Lo riportano alcuni testimoni. L'eurodeputato del Movimento cinque stelle, Dario Tamburrano, ha riferito in un tweet di "spari sulla folla ai mercatini" e che ci sarebbero dei "morti e feriti". La prefettura della Regione Grand-Est e del Basso Reno conferma che "è in corso un'operazione" e chiede ai cittadini di "seguire le istruzioni che saranno diffuse".
"Ho sentito i colpi, sei o sette, e ho visto due donne a terra colpite e una che urlava, mi sono allontanato per mettermi al riparo. Siamo qui in un cortile interno nel centro di Strasburgo, la polizia ha evacuato la zona", ha raccontato all'Agi l'eurodeputato dei Verdi, Marco Affronte.
Fonti di polizia, consultate dal quotidiano locale L'Alsace, ipotizzano che gli spari al mercatino di Strasburgo siano un attentato. Due ambulanze sono ora giunte sul luogo degli spari.Sarebbe in fuga l'assalitore che ha sparato ai mercatini di Natale. Lo ha riferito il giornale locale Dernieres Nouvelles d'Alsace, che parla di "cinque vittime". A sparare, sempre secondo la testata che non cita fonti, sarebbe stata una persona sola. Dopo la sua fuga dal luogo dei mercatini si sarebbero sentiti altri spari.
Le autorità cittadine di Strasburgo hanno invitato i cittadini a non uscire di casa, a seguito della sparatoria avvenuta nella zona della Grand Rue, nei pressi di un mercatino di Natale. Le Figaro riporta il ferimento di almeno quattro persone. Secondo il sindaco della città, Roland Ries, ad aprire il fuoco è stato un uomo con un'arma automatica, il tiratore non sarebbe ancora stato arrestato.È di quattro morti e undici feriti il bilancio fornito dalla Prefettura di Bas-Rhin sulla sparatoria ai mercatini di Natale di Strasburgo. Lo riporta le Figaro. L'autore della sparatoria ai mercatini di Natale di Strasburgo è stato identificato ma è ancora in fuga: sarebbe stato schedato come radicalizzato islamico. Lo fa sapere la prefettura di Bas-Rhin, citata da Le Figaro. Un'operazione della polizia francese è in corso a Neudorf, quartiere di Strasburgo, con colpi di arma da fuoco e urla sentiti in zona, in rue d'Epinal. Lo riferisce il sito Dna.fr. L' autore dell'attacco ha colpito in più punti del centro cittadino. Secondo la ricostruzione della polizia, l'uomo ha prima aperto il fuoco intorno alle 20, nell'area dove si trova il mercatino di Natale. Poi, l'uomo si è spostato di qualche metro e ha riaperto il fuoco, secondo quanto riferito da alcuni testimoni.

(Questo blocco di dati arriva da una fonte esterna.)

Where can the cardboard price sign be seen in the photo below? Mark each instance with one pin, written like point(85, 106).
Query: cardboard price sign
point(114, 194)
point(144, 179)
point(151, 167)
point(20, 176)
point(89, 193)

Il terrorista responsabile dell'attacco a Strasburgo è stato identificato nel 29enne Cherif C., già noto alle autorità. L'attentatore dei mercatini di Natale di Strasburgo doveva essere arrestato questa mattina, martedì, dai gendarmi francesi, ma non era in casa. Lo rivela una fonte vicina all'inchiesta citata da Le Figaro.

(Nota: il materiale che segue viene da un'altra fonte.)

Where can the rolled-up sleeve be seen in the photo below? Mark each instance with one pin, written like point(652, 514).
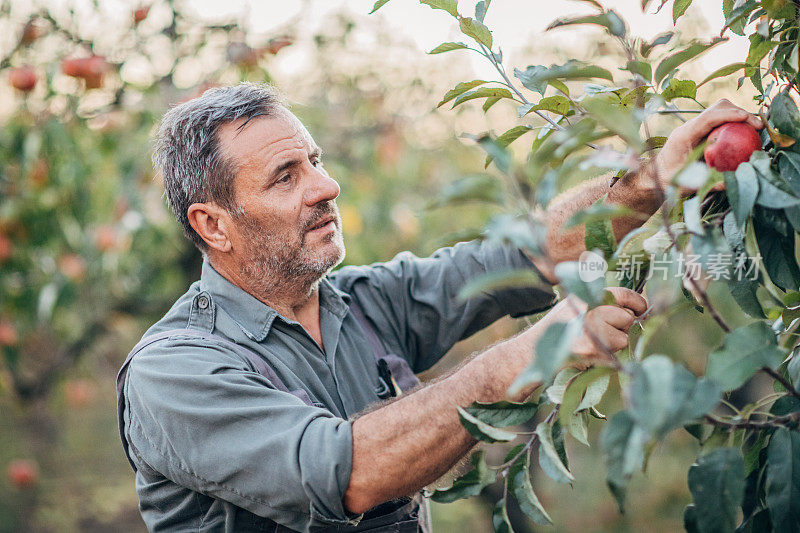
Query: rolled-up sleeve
point(198, 415)
point(413, 302)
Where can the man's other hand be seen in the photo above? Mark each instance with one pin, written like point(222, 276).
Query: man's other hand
point(686, 137)
point(605, 324)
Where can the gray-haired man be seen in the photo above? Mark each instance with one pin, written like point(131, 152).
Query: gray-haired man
point(255, 403)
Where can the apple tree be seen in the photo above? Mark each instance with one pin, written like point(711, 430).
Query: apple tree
point(733, 237)
point(86, 246)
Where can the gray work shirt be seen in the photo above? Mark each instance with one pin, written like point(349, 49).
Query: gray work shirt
point(217, 448)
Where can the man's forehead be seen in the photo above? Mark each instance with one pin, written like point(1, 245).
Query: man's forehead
point(244, 138)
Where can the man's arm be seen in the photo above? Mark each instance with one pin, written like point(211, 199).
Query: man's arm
point(411, 442)
point(640, 191)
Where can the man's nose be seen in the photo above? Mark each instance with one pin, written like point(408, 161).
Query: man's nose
point(323, 189)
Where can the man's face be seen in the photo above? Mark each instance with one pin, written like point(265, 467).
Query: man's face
point(290, 226)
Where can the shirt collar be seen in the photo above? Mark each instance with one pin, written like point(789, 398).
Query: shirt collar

Una seconda operazione di polizia è in corso in place Broglie, nel centro storico di Strasbrugo. Lo riporta Le Figaro, citando il sindaco della città Roalnd Ries. "Si presume ci sia una seconda persona" coinvolta nella sparatoria, ha spiegato.
Fonte: qui


Chi è il killer di Strasburgo


Di origine nordafricana ma è nato a Strasburgo. Ha precedenti per estorsione e aggressione: era schedato come radicalizzato

Il presunto responsabile dell'attacco di questa sera a Strasburgo non è stato ancora localizzato.

Lo ha detto il sindaco della città francese, Roland Ries, mentre alcune fonti giornalistiche sostenevano che Cherif C., il 29enne identificato come il responsabile, sarebbe circondato.

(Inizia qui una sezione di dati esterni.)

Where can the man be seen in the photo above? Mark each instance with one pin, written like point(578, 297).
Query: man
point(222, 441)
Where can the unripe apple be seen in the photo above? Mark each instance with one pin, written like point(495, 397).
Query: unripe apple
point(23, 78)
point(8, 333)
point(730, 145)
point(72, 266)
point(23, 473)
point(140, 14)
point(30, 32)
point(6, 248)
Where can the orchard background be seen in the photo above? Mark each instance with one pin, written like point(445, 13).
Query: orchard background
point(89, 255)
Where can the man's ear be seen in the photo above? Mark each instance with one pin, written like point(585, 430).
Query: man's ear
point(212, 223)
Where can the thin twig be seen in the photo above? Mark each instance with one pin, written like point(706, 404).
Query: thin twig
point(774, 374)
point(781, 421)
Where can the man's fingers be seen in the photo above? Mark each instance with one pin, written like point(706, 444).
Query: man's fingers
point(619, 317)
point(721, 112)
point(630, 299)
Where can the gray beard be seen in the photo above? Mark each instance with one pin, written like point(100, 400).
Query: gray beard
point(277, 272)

L'attentatore che ha compiuto una sparatoria al mercatino di Natale ha ucciso quattro persone e ne ha ferite 11 feriti. Cherif C. ha 29 anni ed è di origine nordafricana anche se è nato a Strasburgo.
Dalle prime ricostruzioni, poche ore prima della sparatoria Cherif avrebbe dovuto essere arrestato nell'ambito di una inchiesta per estorsione, ma la polizia non è riuscito a trovarlo nella sua abitazione. L'uomo ha precedenti per reati comuni e nel 2011 era stato condannato a due anni per aver aggredito una persona con un coccio di bottiglia. Non solo. Secondo la prefettura, Cherif era stato schedato come "S", cioè un soggetto religioso radicalizzato.
Secondo alcune testimonianze, Cherif dopo la sparatoria è fuggito a bordo di un taxi e sarebbe stato ferito dalla polizia. Le forze dell'ordine lo avevano localizzato in un palazzo di rue d'Epinal ma l'uomo è riuscito a scappare.